È l’improbabile e imprevisto sincretismo tra i due che a poco a poco trasforma l’interiorità di Adriano. Forse un legame antico, quasi animico, forse un’affinità puramente istintuale. La connessione, percepita da entrambi, si sviluppa tra incomprensioni e slanci di puro affetto: il resto lo fa la sceneggiatura, che evita compromessi ed eccessi di stile, e anzi regala momenti tanto esilaranti quanto estemporanei. La malinconia di fondo del protagonista preserva dallo schmaltz hollywoodiano, da abbracci fuori posto e sorrisi irrealizzabili. Il finale è una staffilata di bellezza, le inevitabili lacrime scendono a corredo di Place To Be, riprodotta questa volta nella sua interezza mentre scorrono i titoli di coda.
 
Il film di Paolo Virzì è la storia di una paralisi di cinque secondi, quanto basta per scivolare all’inferno. È il ritratto dell’umanissima imperfezione del protagonista e dei suoi satelliti: il figlio rimasto solo, addestrato a rifiutare il padre; la compagna Giuliana che lo ama senza essere mai veramente ricambiata, specchiando di lui tutte le impurità e contraddizioni; l’alessitimia quasi inscalfibile dell’ex moglie; la partoriente Matilde e un giovane cuore disseminato di disperazione.
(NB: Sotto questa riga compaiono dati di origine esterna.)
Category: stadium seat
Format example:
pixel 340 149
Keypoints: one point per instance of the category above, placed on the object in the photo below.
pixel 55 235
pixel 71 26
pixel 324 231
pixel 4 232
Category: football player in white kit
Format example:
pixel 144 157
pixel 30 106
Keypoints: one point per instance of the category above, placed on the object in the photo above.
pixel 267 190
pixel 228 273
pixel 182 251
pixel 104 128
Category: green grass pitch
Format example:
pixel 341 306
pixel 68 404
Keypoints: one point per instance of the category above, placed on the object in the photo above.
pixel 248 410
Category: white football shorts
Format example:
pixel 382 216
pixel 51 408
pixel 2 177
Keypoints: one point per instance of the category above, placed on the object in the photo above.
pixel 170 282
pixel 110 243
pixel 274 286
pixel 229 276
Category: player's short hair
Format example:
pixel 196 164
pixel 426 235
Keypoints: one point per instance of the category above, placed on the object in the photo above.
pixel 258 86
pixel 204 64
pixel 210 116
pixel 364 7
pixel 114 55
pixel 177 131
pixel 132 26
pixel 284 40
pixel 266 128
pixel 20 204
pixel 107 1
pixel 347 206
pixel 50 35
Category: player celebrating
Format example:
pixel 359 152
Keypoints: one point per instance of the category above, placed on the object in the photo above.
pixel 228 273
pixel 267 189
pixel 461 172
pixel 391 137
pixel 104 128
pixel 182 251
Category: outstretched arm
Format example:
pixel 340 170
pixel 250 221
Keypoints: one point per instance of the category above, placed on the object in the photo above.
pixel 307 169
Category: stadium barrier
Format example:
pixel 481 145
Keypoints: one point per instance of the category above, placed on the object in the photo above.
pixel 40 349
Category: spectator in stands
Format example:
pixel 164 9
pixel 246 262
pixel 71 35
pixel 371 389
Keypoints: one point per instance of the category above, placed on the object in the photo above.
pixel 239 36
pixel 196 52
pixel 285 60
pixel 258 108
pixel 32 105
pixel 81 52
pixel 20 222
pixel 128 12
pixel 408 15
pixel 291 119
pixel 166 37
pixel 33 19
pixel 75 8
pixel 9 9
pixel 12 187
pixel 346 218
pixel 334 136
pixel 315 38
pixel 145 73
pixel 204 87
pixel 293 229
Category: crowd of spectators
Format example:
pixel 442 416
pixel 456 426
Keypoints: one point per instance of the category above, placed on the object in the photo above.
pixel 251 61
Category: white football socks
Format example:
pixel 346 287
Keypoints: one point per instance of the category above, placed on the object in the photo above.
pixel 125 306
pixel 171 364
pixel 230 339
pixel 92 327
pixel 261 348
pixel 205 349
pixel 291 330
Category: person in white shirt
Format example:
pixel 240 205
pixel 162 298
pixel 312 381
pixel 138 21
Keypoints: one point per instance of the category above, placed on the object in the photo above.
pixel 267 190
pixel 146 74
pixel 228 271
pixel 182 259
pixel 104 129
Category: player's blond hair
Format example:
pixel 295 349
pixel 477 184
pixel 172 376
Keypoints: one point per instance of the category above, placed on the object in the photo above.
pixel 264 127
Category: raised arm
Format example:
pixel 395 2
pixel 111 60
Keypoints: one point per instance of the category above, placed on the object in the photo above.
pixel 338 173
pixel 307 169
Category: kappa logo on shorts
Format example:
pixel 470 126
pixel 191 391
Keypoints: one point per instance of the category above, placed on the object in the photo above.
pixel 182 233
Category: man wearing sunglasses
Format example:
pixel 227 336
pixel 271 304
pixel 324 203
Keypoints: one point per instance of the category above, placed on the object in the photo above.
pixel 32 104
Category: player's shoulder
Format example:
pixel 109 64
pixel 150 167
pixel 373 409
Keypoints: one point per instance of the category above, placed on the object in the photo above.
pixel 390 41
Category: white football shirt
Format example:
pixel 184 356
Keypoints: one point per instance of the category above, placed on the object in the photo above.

È un coacervo di umanità distorte, contraddittorie, in cerca di senso.
 
Eppure, non si piange a comando, ci si commuove, sì, ma per la fotografia, per il ritratto di una natura incolta che è stata abbandonata fino a rifiorire per un anarcoide atto d’amore, insieme ai vigneti, alla vendemmia, al vino naturale che ne erompe. L’attaccamento cieco alla vita, la resipiscenza fino allo stremo, implorando (per sé) una giustizia severa e implacabile, sono altri messaggi sibillini rivolti a una società di indici puntati ma mai verso la luna. E commuovono, infine, la recitazione di Mastandrea (come se il ruolo scelto sia percepito molto più di un copione), i tempi lenti e generosi, l’assenza di trucchi, il piacere del vuoto e delle pause, il silenzio.
 
Cinque secondi è un atto di coraggio impressionista che mette a fuoco le distopie quotidiane che accettiamo come parte della normalità. Lontano da fantasmagorie circensi e profusioni dialettiche, dalla perfezione a ogni costo, questo film regala dolcezza e introspezione: nella profondità languida degli occhi di Mastandrea scendiamo fino ad abbracciare un abisso che è anche nostro, e poi, in cinque secondi, risorgere ancora.